Sinks terminate a pipeline and materialize the result.

to_dataframe

to_dataframe(pipeline, chunksize: int | None = None) -> pd.DataFrame

Collects all rows into a pandas DataFrame.

  • chunksize=None (default): builds a list of dicts, then constructs the DataFrame. Simple but memory-intensive for large outputs.
  • chunksize=N: incrementally builds the DataFrame in chunks of N rows, then concatenates. Lower peak memory.
from crxml import CrystalXMLSource, RenameFields, to_dataframe

pipe = CrystalXMLSource("report.xml") | RenameFields({"f1": "name"})
df = to_dataframe(pipe, chunksize=10000)

to_csv

to_csv(pipeline, path: str | Path, **csv_writer_kwargs) -> None

Streams rows directly to CSV. Supports all csv.writer kwargs via **csv_writer_kwargs:

from crxml import CrystalXMLSource, to_csv

pipe = CrystalXMLSource("report.xml")
to_csv(pipe, "output.csv", delimiter=";", quoting=1)

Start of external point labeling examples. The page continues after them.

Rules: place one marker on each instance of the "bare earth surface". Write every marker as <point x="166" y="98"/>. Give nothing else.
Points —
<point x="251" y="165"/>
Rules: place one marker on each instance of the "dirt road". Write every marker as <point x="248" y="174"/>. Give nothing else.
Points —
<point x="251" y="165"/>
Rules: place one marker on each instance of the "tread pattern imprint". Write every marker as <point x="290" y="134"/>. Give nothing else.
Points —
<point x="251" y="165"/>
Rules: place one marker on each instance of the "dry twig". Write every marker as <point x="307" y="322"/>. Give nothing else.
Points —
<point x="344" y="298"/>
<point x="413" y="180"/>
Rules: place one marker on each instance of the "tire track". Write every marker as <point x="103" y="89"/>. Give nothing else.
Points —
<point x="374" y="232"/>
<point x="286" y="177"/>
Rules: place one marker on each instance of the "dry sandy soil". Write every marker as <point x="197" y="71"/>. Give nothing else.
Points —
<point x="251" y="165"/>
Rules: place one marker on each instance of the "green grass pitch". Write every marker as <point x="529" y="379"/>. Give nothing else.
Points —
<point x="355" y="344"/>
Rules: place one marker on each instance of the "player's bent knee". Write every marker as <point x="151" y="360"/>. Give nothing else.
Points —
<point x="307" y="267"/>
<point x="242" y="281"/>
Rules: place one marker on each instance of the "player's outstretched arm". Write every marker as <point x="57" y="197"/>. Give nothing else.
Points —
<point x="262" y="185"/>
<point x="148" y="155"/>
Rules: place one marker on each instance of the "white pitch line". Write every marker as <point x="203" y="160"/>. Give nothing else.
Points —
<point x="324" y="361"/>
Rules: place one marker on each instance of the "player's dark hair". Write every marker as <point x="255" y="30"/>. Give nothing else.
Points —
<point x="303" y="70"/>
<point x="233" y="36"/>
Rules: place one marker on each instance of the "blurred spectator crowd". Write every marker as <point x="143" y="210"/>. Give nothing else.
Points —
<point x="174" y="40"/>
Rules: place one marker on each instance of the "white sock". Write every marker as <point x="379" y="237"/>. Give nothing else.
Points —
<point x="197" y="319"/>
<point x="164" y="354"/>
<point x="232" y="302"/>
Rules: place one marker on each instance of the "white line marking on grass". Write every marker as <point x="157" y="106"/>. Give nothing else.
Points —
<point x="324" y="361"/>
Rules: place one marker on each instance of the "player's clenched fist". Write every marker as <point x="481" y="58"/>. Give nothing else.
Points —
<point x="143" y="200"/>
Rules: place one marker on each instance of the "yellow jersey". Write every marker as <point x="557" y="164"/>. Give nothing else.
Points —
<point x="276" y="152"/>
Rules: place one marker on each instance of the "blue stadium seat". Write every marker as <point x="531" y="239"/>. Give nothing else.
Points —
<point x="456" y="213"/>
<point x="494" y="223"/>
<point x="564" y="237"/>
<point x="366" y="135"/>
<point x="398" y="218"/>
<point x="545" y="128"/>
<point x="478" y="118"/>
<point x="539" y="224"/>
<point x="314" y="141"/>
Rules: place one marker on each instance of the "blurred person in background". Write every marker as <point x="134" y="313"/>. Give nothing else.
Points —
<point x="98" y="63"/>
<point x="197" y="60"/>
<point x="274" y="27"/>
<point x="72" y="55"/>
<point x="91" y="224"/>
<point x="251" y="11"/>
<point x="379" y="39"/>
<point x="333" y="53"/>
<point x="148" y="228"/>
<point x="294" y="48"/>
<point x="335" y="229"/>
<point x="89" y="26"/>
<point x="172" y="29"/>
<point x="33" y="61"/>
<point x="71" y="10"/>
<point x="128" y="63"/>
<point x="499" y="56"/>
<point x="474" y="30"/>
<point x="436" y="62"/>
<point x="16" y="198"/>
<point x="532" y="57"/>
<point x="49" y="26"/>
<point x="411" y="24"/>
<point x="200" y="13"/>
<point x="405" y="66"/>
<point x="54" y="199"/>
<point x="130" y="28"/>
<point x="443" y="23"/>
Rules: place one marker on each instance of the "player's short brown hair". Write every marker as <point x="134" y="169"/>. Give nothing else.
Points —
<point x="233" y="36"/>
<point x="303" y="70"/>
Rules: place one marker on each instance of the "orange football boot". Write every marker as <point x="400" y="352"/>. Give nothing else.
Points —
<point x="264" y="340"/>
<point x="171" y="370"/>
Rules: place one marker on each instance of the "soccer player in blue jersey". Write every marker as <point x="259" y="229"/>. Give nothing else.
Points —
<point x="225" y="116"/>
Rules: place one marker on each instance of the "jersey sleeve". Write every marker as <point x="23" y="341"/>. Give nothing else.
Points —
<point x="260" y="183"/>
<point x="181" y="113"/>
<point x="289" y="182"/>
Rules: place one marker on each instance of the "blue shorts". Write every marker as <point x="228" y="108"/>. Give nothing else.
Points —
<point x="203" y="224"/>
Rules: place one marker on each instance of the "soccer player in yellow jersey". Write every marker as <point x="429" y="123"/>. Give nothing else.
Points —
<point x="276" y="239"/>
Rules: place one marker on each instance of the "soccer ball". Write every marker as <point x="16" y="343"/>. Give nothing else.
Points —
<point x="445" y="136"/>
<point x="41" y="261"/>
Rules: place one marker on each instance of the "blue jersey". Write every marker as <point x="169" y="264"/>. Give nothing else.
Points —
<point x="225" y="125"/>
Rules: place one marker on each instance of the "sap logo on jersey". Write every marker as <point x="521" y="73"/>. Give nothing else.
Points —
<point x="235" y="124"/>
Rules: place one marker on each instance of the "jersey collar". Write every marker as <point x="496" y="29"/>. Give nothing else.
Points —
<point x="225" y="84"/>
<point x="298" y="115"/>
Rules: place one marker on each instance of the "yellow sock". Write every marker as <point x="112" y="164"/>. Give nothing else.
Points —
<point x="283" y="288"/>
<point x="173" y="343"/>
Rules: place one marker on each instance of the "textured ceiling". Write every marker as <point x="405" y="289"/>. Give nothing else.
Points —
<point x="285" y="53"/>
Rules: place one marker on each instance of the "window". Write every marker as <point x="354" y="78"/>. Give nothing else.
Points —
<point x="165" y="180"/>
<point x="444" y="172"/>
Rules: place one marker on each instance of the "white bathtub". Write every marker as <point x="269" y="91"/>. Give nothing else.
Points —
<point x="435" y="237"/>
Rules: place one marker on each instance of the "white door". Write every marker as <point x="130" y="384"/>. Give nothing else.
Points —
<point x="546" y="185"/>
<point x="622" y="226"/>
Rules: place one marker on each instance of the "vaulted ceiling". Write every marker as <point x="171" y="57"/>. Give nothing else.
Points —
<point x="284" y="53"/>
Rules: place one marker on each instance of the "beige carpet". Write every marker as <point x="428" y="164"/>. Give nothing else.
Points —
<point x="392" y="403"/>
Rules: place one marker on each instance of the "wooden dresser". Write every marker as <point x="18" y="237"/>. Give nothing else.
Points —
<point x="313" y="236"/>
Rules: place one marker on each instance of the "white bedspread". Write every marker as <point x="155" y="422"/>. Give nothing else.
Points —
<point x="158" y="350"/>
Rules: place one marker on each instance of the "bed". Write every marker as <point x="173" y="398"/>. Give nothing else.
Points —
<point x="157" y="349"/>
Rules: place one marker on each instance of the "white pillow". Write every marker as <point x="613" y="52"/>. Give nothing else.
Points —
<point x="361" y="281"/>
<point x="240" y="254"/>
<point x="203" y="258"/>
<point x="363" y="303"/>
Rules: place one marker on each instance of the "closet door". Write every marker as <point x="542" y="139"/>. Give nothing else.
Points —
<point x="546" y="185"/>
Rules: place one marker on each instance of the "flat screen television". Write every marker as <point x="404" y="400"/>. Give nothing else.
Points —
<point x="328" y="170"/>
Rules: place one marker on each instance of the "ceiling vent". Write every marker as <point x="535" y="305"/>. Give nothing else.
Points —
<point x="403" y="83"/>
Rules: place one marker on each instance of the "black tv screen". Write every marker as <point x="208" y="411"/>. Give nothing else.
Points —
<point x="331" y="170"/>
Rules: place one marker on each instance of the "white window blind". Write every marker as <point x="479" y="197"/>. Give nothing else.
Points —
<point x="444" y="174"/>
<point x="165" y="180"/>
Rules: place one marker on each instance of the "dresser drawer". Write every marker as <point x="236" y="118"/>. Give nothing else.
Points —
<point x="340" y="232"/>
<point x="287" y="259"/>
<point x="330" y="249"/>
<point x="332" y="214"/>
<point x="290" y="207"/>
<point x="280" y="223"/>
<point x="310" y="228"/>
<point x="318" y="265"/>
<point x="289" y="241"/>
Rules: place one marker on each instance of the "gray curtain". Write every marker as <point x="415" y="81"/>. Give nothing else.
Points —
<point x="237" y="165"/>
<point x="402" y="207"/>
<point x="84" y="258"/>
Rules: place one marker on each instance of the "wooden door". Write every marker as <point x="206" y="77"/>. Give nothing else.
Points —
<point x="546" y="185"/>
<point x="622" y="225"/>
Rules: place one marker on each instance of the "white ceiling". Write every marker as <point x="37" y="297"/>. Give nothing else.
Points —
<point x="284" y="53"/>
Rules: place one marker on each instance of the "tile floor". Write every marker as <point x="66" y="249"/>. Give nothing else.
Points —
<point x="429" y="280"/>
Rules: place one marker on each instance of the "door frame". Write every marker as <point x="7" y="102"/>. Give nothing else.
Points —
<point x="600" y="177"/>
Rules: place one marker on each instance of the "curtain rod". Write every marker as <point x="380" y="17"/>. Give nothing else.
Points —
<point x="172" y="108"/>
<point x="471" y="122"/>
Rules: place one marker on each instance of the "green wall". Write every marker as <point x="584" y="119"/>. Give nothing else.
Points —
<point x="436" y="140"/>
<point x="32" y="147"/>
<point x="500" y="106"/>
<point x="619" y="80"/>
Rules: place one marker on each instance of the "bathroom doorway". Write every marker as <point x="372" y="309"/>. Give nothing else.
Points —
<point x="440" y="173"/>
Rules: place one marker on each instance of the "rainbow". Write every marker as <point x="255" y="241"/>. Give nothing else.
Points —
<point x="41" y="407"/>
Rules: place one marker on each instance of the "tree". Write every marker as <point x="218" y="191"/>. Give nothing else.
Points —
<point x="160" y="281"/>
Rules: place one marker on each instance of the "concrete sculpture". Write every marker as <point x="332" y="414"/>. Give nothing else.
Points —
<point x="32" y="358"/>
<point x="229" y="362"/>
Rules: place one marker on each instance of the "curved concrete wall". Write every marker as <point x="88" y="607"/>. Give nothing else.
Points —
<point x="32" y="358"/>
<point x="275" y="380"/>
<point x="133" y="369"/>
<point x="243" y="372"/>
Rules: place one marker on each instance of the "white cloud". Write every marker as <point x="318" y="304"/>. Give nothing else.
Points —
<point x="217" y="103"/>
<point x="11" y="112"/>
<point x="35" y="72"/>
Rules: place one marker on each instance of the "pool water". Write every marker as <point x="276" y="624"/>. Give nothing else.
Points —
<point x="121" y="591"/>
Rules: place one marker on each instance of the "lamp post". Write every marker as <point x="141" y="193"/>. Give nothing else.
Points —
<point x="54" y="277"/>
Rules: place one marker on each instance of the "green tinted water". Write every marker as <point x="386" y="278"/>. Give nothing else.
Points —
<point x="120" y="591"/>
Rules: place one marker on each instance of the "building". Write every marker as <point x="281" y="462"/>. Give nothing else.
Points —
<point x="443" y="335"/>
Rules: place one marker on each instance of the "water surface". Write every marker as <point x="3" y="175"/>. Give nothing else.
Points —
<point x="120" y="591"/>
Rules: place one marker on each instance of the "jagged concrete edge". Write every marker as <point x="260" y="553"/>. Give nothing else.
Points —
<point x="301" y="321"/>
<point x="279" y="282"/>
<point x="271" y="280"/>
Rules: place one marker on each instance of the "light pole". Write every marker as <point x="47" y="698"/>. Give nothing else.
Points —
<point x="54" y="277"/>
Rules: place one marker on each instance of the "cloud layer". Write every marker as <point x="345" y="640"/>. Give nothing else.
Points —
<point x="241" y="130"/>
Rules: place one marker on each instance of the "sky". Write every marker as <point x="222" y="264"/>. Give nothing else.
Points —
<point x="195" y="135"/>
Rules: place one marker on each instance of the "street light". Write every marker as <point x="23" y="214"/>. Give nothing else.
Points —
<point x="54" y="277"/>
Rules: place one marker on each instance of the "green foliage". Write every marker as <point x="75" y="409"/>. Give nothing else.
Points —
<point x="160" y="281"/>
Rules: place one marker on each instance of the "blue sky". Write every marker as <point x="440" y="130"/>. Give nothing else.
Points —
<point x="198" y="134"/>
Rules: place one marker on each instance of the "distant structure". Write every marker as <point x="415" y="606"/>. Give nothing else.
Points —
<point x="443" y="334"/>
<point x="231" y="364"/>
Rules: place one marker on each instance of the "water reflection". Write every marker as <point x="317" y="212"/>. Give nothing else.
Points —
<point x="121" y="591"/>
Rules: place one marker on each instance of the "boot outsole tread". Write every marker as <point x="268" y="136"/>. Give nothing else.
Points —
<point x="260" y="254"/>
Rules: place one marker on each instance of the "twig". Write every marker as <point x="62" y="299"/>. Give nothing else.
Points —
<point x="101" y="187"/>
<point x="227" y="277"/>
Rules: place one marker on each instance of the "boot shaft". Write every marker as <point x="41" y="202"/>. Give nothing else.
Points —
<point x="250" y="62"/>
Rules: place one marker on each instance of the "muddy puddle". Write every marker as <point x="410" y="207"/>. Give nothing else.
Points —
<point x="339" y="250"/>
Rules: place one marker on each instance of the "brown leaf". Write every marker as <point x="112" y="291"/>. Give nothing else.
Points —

The CSV is written incrementally as rows are produced. No intermediate list.

collect

collect(pipeline) -> list[dict]

Materializes the pipeline into a list of dicts. Useful for testing and debugging:

from crxml import CrystalXMLSource, collect

rows = collect(CrystalXMLSource("report.xml"))
assert len(rows) == 8306

XLSX via openpyxl

crxml does not have a built-in XLSX sink, but you can build one easily:

from openpyxl import Workbook
from crxml import CrystalXMLSource, collect

rows = collect(CrystalXMLSource("report.xml"))

wb = Workbook()
ws = wb.active
if rows:
    ws.append(list(rows[0].keys()))
    for row in rows:
        ws.append(list(row.values()))
wb.save("output.xlsx")

For large files, chunk the writes to avoid loading all rows into memory.